The Don Who Wanted to be King


Growing up, almost every young child loves to play pretend — making believe that he or she is a movie star, astronaut, or king or queen. For a fleeting moment in my own childhood, I dreamed of the American equivalent of being king, imagining someday that I would be the President of the United States of America. It was a lofty goal that eventually took its place on my mental bookshelf alongside architect, lawyer, doctor, and sports hero.

From its inception as a democratic country on a new continent, America as a nation has shunned the concept of royalty. Kings and queens have no place in a republic where government of the people is by the people.

None-the-less, Americans have traditionally enjoyed some level of royal equivalency in the office of the president. A certain allure has always surrounded the commander in chief. Once established as the presidential residence in November of 1800, the White House inherited the shroud of intrigue that accompanies the chief executive. As one of the oldest and most regal mansions in the United States, the White House represents more than the power of the office.

The White House signifies an elevated level of decorum and dignity that attends America’s highest political office. With its opulent staterooms, grand banquet halls, and picturesque porticos and lush lawns and gardens, it has long been the centerpiece of presidential style. It is America’s palace where history does not only happen. It is created.

White House
America’s royal palace.

It is a place where foreign dignitaries are treated with white-gloved service and hospitality.
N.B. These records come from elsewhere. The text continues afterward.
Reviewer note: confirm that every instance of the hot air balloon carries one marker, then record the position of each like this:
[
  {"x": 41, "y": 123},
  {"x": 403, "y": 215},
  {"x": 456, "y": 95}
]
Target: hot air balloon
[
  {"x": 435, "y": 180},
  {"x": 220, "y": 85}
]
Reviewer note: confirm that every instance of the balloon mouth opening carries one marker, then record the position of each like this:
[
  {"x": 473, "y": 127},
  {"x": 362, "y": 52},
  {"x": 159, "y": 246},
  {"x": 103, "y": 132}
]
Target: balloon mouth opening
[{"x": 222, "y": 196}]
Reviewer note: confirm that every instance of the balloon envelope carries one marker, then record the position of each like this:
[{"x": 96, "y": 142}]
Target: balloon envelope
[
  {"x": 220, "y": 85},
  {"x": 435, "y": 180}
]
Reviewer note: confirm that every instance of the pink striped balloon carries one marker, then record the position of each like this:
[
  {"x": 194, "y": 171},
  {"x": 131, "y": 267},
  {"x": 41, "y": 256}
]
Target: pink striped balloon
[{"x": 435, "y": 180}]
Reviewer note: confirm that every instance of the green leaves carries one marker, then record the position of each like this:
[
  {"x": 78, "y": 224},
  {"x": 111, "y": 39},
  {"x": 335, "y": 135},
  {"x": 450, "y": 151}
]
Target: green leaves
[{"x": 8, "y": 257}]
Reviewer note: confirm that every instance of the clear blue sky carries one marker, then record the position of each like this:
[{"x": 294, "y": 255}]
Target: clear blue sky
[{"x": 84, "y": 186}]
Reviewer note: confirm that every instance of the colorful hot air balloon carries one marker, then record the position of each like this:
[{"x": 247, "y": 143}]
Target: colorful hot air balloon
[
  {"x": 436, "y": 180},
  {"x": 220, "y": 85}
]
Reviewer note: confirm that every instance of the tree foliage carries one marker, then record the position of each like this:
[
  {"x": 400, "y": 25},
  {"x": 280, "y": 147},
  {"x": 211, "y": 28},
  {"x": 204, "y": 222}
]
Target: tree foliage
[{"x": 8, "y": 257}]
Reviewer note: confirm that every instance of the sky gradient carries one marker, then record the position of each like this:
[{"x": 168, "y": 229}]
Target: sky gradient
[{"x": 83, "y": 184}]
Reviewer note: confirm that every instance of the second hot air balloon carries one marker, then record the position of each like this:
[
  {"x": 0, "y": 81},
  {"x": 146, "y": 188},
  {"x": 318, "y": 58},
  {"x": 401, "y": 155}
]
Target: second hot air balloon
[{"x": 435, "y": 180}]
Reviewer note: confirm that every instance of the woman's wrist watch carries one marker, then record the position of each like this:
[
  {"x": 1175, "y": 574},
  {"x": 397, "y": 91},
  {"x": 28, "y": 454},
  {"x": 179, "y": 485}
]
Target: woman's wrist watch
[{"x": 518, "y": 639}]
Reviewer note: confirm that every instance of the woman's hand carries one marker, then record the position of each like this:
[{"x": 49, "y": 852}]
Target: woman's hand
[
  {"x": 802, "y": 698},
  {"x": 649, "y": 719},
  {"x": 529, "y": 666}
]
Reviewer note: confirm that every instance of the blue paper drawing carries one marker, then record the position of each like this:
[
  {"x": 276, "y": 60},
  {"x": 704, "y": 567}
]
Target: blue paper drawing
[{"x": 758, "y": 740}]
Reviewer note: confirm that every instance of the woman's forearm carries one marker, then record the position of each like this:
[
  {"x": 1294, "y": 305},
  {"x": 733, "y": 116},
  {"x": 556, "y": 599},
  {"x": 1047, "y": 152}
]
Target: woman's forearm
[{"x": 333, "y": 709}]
It is a home and office where one imagines Abraham Lincoln in quiet contemplation over the decision to go to war with his own countrymen; where F.D.R. and First Lady Eleanor Roosevelt graciously hosted Churchill during a wartime Christmas; and where, among the stress of the Cuban Missile Crisis, J.F.K. was surrounded by not only advisors in the West Wing, but by history.

The past week of turmoil in Washington, D.C. contrasted against the history of the White House finally spurred me to realize what about the Trump administration is so disconcerting. More troubling than the scandals (because have not all presidents had scandals of one type or another?) and normal partisan discord (which is a necessity of a multiparty system of government) is the lack of presidency. It is that we, as a nation, have lowered the bar.

“A man should be able to hear, and to bear, the worst that could be said of him.”
Saul Bellow

With the election of Donald Trump, America has entered a new era of political expectation. While it is every American’s right to run for political office — even that of president — we have typically not expected the person who occupies the White House to be such a boor. With Trump’s ascension to the Oval Office, America has seemingly accepted a new political vulgarity.

Prison Toiler
A throne fit for a king.

The next four years are likely to continue as the first four months have. This presidency will be remembered not for the dignity of the office, but for the lack of refinement, the chaos, and the departure from decorum. It will be a time of limited vocabulary, of the same shouted monosyllabic words, gaffes, and gaudy behavior. It will not be thought of as an period lead by integrity, respect, or intellect.

As I watched President Trump curtsy to King Salman of Saudi Arabia this week, it occurred to me that Donald Trump has not outgrown the pretend play that we have all engaged in as children. Instead of growing up like the rest of us and aspiring to be presidential in word and deed, he is still simply acting out a fantasy…like a little boy who wanted to be king.